The Runtime Under the Harness

A good harness makes an agent smart. A good runtime keeps it alive. Here's everything a production agent needs underneath the loop — and how Herm ships it in one API call.

Alex Liu
9 min read
The Runtime Under the Harness

TL;DR: The harness — prompts, tools, skills — is what makes an agent good at its job. But the moment that agent serves real customers, a second system appears underneath it: the runtime. Durable execution, memory, isolation, oversight, observability, scheduling. You can build all of it yourself over a couple of quarters, or you can get it with your agent in a single API call. We think that choice decides which agent startups ship and which ones stall.

Two systems, not one

When Rajit wrote about why we stopped building our own agent, the argument was about the harness: the loop, the memory, the skills, the self-learning. Harnesses are commoditizing fast, so don't write one.

But there's a second argument hiding under the first. Even after you adopt a great harness, an agent that runs on your laptop and an agent that runs for paying customers are different machines. The difference isn't intelligence. It's everything that happens when the process dies mid-task, when customer two shows up, when a run needs a human's sign-off, when something breaks at 3am and you need to know why.

That layer is the runtime. Here's what it has to do, and how we built Herm to do it.

Survive the loop

An agent loop is not a web request. A request returns in milliseconds; an agent run can span minutes or hours, burn dozens of model calls, spin up subagents, and then sit idle waiting for a person to make a decision. Treating that as one fragile in-memory process means a deploy, a crash, or a flaky network erases everything the run already paid for.

The runtime's first job is making runs durable. In Herm, every customer's agent runs in its own container with a persistent filesystem, and session state survives restarts. A run that gets interrupted resumes where it stopped instead of replaying from zero. An agent that's waiting on input isn't holding a worker hostage — it's genuinely asleep, and it wakes up with its context intact whether the answer arrives in thirty seconds or three days.

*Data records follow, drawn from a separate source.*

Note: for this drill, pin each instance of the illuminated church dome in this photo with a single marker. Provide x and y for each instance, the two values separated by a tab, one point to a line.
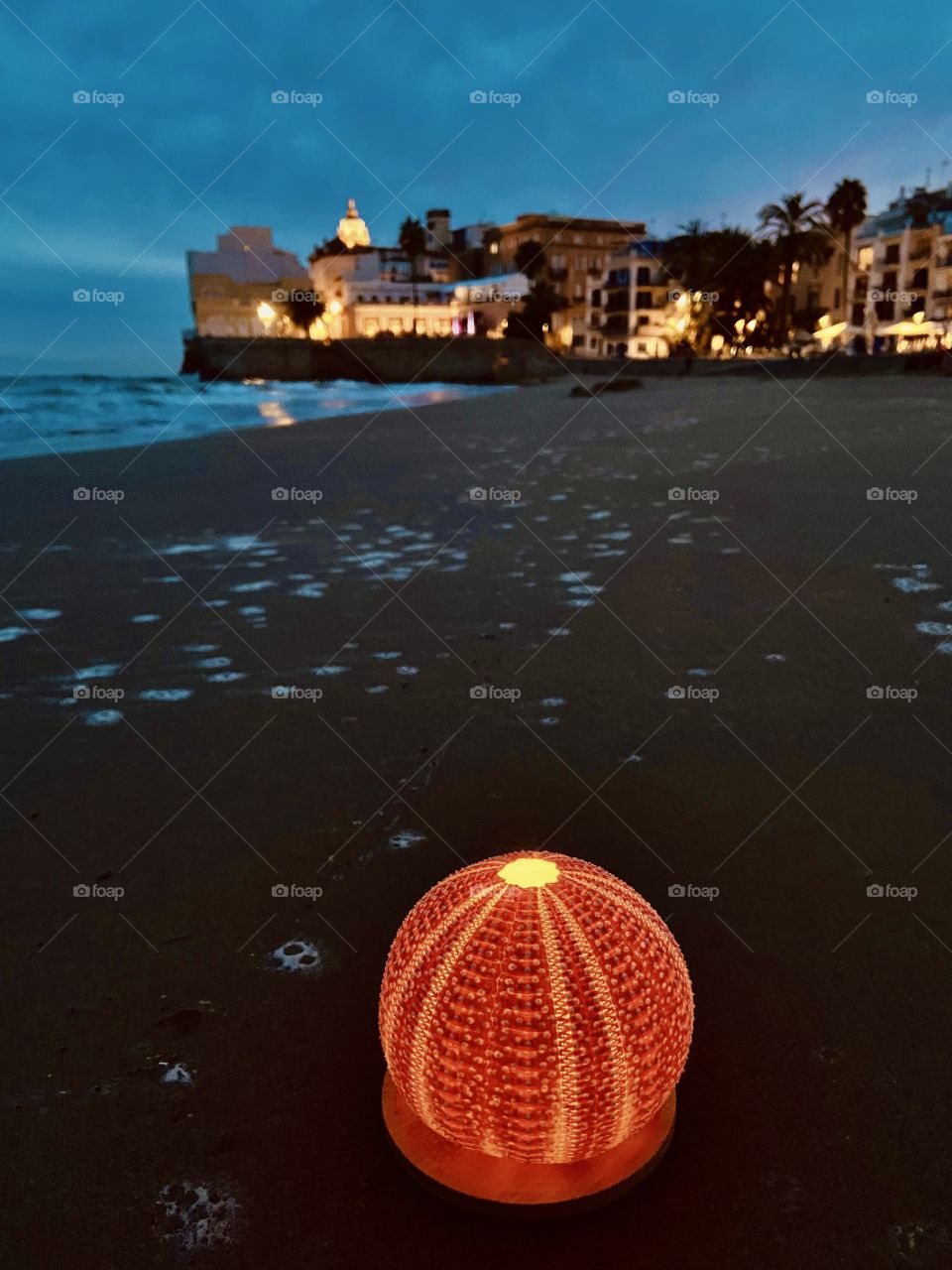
352	230
535	1007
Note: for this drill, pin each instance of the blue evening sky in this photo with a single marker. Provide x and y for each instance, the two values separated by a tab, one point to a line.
109	197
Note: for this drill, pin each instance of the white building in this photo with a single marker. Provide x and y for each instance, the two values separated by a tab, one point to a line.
634	309
232	289
371	291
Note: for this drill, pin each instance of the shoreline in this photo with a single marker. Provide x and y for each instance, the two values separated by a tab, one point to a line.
397	775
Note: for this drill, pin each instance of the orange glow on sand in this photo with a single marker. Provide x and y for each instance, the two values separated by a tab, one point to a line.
536	1008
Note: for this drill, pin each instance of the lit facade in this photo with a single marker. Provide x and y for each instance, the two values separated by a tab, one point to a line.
905	286
234	290
635	309
370	291
575	252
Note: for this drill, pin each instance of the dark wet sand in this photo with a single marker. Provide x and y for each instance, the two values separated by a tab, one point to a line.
812	1127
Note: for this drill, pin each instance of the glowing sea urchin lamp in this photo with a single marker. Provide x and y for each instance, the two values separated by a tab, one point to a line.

Everything else on this list builds on that property. Scheduled work, human oversight, long research tasks — none of it is possible if the agent forgets who it is every time a process recycles.

Remember across sessions, not just within them

Agents need two memories, and conflating them causes real product bugs.

Within a session, the harness already does the work: Hermes manages per-session context and compaction so a long conversation doesn't drown the model. That memory belongs to the thread and ends with it.

Across sessions is the part teams underestimate. Your customer's preferences, their brand voice, the correction they gave the agent last Tuesday — that context belongs to the customer, not to any conversation. Hermes ships observational memory for exactly this, and Herm persists it per deployment, so every customer's agent accumulates its own understanding without any customer's context bleeding into another's.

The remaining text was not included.